Según se logró reconstruir, a las víctimas las obligaron a salir de sus celdas, las pusieron contra la pared y desde una ametralladora ubicada en el centro de la habitación comenzaron a dispararles. "Los primeros de la fila murieron inmediatamente. Algunos de los últimos cuando empezaron a ver que los compañeros iban cayendo se tiraron al piso. El marino Roberto Bravo, acompañado de Luis Sosa, fue quien remató al resto con su pistola 45", indica Alicia.
Clandestinidad y exilio
El impulso que Alicia le dio a la causa no fue gratuito para ella ni para su familia. "El 31 de julio de 1974 me fueron a buscar al trabajo. Yo no había ido por enfermedad, dado que me había casado en segundas nupcias con Cacho Krueger y estaba embarazada. No me sentía bien. Los familiares de Trelew estábamos en la lista de quienes debían ser asesinados por la Triple A. El 1º de agosto paso a vivir en la clandestinidad con mi segundo esposo y mis hijos", cuenta Bonet. Mantuvo la clandestinidad hasta que dejó la Argentina, el 7 de julio del '77 rumbo a Brasil. "Nos fuimos con DNI falsos.
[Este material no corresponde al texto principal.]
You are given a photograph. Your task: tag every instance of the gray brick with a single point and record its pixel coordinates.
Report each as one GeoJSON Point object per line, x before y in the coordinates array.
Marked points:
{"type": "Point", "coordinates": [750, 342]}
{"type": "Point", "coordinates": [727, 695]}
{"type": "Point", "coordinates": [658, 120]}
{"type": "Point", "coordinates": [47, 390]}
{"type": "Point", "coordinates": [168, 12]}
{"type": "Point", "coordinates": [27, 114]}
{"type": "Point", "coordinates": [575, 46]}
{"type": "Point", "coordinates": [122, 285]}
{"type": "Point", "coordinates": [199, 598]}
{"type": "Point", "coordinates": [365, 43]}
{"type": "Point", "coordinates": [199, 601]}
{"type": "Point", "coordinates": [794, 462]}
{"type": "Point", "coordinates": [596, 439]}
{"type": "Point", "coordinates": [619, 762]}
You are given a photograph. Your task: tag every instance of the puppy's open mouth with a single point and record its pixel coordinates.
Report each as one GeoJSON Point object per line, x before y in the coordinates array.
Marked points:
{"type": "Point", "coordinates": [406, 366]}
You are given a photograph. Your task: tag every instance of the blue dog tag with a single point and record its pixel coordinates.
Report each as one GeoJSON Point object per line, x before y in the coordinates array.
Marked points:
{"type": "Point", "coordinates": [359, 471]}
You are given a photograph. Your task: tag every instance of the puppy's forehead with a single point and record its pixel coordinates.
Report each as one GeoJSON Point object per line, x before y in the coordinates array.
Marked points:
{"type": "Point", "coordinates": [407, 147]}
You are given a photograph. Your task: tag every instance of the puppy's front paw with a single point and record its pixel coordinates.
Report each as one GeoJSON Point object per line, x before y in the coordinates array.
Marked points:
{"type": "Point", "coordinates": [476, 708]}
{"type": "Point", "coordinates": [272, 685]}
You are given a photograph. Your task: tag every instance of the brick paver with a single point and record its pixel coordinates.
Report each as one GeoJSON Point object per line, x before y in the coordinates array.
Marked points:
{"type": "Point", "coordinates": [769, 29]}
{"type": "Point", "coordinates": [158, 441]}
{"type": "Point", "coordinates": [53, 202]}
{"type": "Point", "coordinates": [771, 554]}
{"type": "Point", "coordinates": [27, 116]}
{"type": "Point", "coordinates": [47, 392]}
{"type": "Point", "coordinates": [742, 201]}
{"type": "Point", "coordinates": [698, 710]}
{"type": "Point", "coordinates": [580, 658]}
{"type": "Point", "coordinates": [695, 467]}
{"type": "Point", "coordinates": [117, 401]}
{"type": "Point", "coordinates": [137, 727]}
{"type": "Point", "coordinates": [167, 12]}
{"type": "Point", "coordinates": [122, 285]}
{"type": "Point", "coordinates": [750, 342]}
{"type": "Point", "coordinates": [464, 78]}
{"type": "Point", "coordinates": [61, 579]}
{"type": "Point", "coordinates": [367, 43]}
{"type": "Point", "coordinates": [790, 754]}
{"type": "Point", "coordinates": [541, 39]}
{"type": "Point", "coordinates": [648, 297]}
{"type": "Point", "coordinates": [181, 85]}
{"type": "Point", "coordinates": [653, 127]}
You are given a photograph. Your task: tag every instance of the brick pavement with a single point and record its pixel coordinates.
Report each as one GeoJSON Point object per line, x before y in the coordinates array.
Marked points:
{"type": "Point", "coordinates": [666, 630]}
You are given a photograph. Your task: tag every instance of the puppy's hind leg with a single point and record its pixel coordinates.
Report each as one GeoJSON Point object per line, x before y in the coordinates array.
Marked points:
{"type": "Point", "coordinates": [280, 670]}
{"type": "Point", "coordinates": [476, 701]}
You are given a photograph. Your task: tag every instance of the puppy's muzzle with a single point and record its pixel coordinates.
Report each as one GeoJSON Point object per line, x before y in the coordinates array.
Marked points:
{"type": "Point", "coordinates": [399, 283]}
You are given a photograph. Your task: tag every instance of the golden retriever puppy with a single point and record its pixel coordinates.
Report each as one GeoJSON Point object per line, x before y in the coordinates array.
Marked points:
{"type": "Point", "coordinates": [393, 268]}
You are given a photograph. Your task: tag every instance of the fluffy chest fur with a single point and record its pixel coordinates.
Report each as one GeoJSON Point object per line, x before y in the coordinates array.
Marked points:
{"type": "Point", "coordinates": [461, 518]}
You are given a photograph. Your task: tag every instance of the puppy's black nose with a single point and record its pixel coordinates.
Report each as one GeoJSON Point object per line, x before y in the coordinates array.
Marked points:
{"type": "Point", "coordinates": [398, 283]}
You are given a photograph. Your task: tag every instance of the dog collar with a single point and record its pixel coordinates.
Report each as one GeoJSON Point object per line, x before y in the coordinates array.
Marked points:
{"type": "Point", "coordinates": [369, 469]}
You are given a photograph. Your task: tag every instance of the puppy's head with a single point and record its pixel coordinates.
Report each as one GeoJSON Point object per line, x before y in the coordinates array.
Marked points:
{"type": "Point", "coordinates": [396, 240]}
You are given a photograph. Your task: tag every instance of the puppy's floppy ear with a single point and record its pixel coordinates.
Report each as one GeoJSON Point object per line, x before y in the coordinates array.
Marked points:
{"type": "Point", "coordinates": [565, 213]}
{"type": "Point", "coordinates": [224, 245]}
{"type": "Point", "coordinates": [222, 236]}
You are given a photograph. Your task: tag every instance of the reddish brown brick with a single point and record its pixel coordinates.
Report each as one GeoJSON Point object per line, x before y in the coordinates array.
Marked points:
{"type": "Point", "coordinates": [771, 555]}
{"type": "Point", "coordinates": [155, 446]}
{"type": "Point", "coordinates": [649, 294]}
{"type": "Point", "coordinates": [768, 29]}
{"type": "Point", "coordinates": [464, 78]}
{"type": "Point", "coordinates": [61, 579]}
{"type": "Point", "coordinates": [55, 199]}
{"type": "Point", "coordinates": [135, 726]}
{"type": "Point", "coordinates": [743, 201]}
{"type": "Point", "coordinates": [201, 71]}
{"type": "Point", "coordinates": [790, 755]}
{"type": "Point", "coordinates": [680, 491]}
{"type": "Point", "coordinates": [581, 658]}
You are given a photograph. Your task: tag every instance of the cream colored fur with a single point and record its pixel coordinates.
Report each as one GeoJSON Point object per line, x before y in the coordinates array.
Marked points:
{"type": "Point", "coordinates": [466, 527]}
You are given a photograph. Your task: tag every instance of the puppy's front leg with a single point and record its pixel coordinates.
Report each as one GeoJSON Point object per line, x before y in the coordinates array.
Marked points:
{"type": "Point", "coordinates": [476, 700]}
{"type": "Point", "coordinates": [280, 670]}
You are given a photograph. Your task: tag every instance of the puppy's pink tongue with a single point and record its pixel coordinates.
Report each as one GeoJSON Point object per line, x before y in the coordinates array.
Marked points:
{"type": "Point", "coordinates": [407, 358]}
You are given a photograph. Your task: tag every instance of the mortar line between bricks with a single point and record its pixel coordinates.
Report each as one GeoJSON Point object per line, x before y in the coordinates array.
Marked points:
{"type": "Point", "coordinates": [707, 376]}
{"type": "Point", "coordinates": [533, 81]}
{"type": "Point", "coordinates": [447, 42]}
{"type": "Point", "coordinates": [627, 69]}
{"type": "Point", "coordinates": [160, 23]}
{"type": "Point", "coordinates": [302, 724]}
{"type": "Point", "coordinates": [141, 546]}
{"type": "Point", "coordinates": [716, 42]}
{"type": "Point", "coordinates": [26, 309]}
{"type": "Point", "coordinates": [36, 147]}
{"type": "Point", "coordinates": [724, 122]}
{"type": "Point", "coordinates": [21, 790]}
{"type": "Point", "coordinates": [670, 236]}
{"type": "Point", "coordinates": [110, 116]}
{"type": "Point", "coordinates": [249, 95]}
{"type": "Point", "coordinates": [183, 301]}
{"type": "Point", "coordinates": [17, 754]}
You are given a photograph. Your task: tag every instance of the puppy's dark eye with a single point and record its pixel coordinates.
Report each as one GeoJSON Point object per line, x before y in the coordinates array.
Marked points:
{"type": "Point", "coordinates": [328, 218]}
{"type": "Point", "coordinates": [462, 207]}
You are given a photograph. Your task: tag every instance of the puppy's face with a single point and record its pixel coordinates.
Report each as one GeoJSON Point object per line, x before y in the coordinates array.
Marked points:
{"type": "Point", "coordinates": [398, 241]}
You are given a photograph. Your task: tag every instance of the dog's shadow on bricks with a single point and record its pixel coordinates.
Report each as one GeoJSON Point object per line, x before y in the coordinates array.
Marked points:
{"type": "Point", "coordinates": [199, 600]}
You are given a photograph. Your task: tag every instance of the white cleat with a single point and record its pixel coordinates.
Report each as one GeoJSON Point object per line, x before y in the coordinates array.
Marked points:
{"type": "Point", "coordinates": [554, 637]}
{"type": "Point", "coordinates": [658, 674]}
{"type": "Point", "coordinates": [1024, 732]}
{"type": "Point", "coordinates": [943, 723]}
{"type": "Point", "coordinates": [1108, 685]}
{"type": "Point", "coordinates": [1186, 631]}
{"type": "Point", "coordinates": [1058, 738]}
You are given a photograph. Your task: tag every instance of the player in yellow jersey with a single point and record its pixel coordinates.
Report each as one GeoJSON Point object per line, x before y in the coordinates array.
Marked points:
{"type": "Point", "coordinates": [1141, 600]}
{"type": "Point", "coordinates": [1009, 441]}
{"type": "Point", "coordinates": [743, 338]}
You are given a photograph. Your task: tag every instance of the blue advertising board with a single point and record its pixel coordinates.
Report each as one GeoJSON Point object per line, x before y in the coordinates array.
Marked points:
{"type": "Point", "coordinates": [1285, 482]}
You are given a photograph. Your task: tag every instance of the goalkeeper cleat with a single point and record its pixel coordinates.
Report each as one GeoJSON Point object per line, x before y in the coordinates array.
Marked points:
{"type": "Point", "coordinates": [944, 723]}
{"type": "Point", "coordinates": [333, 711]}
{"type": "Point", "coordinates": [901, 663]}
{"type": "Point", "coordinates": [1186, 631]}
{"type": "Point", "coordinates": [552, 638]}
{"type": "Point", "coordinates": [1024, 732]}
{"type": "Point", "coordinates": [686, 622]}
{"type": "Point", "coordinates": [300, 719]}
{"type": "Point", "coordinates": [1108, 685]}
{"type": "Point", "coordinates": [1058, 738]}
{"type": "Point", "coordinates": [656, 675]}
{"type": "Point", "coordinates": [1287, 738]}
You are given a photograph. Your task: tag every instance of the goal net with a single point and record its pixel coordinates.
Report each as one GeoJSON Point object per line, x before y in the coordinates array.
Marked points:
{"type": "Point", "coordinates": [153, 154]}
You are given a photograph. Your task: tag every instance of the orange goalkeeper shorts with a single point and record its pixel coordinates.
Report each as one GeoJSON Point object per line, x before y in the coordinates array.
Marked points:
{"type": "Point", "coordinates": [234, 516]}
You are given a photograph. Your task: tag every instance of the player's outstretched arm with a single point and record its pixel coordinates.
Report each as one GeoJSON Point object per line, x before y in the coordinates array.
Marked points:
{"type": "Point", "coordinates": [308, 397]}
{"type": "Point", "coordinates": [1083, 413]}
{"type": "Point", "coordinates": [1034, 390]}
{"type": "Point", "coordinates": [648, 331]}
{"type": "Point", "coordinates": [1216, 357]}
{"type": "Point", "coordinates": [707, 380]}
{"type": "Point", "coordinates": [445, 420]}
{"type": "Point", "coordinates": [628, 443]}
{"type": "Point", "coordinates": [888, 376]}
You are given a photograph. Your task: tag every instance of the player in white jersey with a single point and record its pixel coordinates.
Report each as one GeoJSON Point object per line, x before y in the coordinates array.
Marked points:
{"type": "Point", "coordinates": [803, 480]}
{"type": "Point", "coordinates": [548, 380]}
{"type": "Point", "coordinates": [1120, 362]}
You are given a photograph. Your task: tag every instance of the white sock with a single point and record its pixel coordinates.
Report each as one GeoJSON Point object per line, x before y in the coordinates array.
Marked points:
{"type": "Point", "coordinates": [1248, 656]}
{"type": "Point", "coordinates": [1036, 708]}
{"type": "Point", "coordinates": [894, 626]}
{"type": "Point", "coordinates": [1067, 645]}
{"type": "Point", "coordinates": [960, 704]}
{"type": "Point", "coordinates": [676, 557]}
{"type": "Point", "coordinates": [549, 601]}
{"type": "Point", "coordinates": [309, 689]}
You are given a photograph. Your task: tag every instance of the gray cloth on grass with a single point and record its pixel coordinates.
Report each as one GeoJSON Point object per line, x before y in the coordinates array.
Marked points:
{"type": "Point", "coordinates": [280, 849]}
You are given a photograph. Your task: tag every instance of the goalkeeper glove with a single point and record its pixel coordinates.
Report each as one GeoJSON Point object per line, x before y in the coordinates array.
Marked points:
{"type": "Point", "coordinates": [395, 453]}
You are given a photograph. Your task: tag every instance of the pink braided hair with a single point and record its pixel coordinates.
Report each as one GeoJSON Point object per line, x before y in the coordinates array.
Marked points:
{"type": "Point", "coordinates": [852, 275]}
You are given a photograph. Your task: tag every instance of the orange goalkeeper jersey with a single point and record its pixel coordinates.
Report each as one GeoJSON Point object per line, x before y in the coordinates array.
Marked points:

Llegamos a Río de Janeiro. Allí pedimos asilo político y seis meses después, Francia nos dio refugio", añade.
Homenaje
"Cuando me jubilé de maestra en Francia, en 2005, organizamos junto con compañeros latinoamericanos y franceses el Colectivo Argentino por la Memoria", subraya. "Estar viva es un regalo de la vida", confiesa. En la actualidad, Alicia tiene cuatro hijos. Además de Hernán y Mariana con Bonet, tuvo a Laura en la clandestinidad. Y luego a Iván. También tiene nueve nietos. Los mayores, en honor a su abuelo revolucionario asesinado por la Marina, se llaman Iván Rubén y Gabriel Pedro. "Esa es la mayor alegría y venganza de la vida: no pudieron terminar con nosotros."